KorKor Pilotcorpus

KorKor is a multi-layered, manually annotated Hungarian corpus. Besides the traditional annotation layers (tokenization, morphological tags, disambiguation, lemmatization, dependency relations) it contains anaphora and coreference annotation as well.

Size

The corpus is divided into two subcorpora. The first group of the files contains all layers of annotations, but a smaller part lacks of certain annotation layers (zero verbs and pronouns, anaphora and coreference relations).

	document	token (xtsv)	token (conllup)
coreference annotated	94	26581	25944
dependency annotation corrected	26	8604	8674

In xtsv files punctuation marks, zero verbs and pronouns count as separate tokens. In conllup files punctuation marks count as separate tokens. For the description of the two file formats see Formats.

Split

Coreference annotated data are split to development and test datasets in a proportion of 80%-10%-10%.

	xtsv	conllup
train	21100	20580
development	2709	2648
test	2772	2716

Sources

The text are from the collection of OPUS. Two sources were used: Hungarian Wikipedia and the Hungarian translation of GlobalVoices news website. KorKor inherits the licence of the original sources. In the texts the spelling is manually corrected.

The length of the texts is between 5 and 27 sentences, the length of the sentences is between 3 and 71 tokens (punctuation marks count as separate tokens).

The number of texts of the two sources and in the two phases of the corpus:

	coreference	dependency
Global Voices	32	3
Wikipédia	6	23

Annotation

Tokenization

emToken module of emtsv tokenized the tests. The output is in xtsv format described above.

Morphological Analysis

emMorph module of emtsv provided the morphological analyses of the tokens. The output contains all possible tags and lemmata is JSON in the column of anas.

Disambiguation and Lemmatization

Disambiguation and lemmatization were done by emTag module of emtsv. The output follows emMorph tagset containing the POS tag, derivational and inflectional features in the columns of xpostag and lemma.

Converting POS and morphological Features

emMorph tags were converted to Universal Dependencies by emmorph2ud module of emtsv. The output gives the UD POS and inflectional features in the columns ** upostag** and feats.

Find some further information about Hungarian morphological tagsets here

Dependency Relations

emDep module of emtsv gave the dependency relations. The output takes the columns of id, head and deprel representing the index of the token in the sentence, the index of its mother node and the type of the dependency relation between them.

There are some differences between the original tagset of emDep and the tagset used in the corpus:

the type of the dependency relation between the possessor and the possessum is POSS (instead of ATT)
all preverbs connect with relation type PREVERB (not only the preverb meg)

Zero Verbs

Zero verbs (zero copulas and ellipted verbs) were inserted manually.
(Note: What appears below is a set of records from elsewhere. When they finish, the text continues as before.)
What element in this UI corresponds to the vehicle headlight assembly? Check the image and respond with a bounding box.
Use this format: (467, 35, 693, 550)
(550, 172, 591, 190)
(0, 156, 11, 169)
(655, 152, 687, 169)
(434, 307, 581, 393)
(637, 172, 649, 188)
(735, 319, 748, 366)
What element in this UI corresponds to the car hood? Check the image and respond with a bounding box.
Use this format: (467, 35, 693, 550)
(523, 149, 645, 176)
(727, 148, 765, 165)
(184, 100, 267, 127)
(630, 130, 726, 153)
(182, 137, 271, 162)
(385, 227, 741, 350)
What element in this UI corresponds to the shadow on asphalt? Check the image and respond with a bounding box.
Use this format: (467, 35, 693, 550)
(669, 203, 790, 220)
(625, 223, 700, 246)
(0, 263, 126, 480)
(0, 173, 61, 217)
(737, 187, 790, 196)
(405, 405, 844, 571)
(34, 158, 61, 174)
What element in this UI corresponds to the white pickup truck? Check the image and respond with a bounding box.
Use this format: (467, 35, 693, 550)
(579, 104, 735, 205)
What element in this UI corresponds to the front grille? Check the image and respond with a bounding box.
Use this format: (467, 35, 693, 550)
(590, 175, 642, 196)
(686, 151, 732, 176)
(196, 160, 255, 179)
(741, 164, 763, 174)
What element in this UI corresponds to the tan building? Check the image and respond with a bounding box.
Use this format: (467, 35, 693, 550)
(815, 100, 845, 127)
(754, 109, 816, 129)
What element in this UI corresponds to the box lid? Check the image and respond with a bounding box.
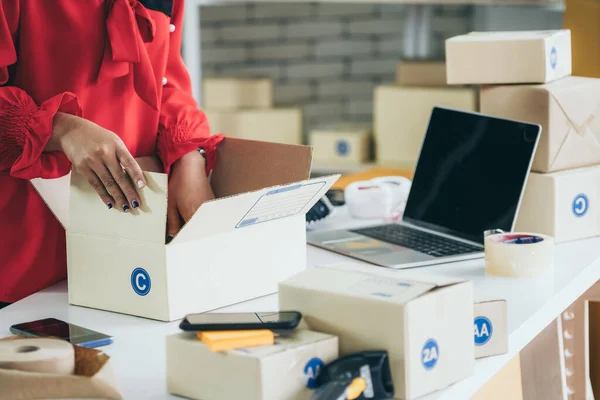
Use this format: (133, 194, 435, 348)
(280, 265, 466, 304)
(448, 30, 568, 43)
(229, 329, 336, 358)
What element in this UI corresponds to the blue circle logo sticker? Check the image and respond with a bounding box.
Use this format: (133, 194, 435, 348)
(131, 267, 151, 296)
(336, 140, 350, 156)
(550, 46, 558, 70)
(421, 339, 439, 370)
(304, 357, 324, 388)
(573, 193, 589, 217)
(474, 316, 493, 346)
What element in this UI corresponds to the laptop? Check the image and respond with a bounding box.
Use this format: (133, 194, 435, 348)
(308, 107, 541, 269)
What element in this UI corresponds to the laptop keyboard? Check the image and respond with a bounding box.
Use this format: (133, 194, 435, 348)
(350, 224, 482, 258)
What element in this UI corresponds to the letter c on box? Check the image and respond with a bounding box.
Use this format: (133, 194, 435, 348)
(131, 267, 151, 296)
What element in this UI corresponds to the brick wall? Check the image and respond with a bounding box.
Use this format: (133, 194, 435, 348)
(199, 3, 472, 140)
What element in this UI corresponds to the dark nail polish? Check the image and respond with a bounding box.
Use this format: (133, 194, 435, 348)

Zero substantives were inserted into the sentences where they would appear if the sentence were in past tense. The got a combined index derived from the index of the token preceding the inserted zero verb.

A sorozat főhőse Papyrus ∅_van, aki egy ifjú halászlegény ∅_van.

The hero of the series is Papyrus, who is a young fisherman.

Ellipted verbs are inserted into the sentence where they would appear and they got a combined index similarly to the zero substantives.

Öccse miniszteri posztot vállalt, majd elnöki pozíciót ∅_vállalt.

His brother assumed a ministerial position, then presidential one.

Zero Pronouns

Zero pronouns are inserted by a script, emZero, which can be used as a module of emtsv.

The rule-based script inserts a pronoun in the following cases:

a subject for the finite verb if it does not have an overt one
an object for the definite verb if it does not have an overt one
a possessor for a possessum, if it does not have an overt one
a subject for the infinitive verb

The person and number of the zero preverbs are calculated from their mother node and they are inserted into the dependency tree as well. The zero subject is inserted after the verb, the zero bjects after the verb (and the zero subject) and the zero possessors after the possessum and they got an index combined from the id of the preceding token and the syntactic role of the zero preverb (SUBJ, OBJ, POSS).

Anaphora and Coreference

Anaphoric relations are inserted by a rule-based script that searches the antecedent only of personal pronouns. Antecedents of other pronouns were inserted fully manually. The columns of corefhead and coreftype contains the index of the antecedent and the type of the anaproha or the coreference relation.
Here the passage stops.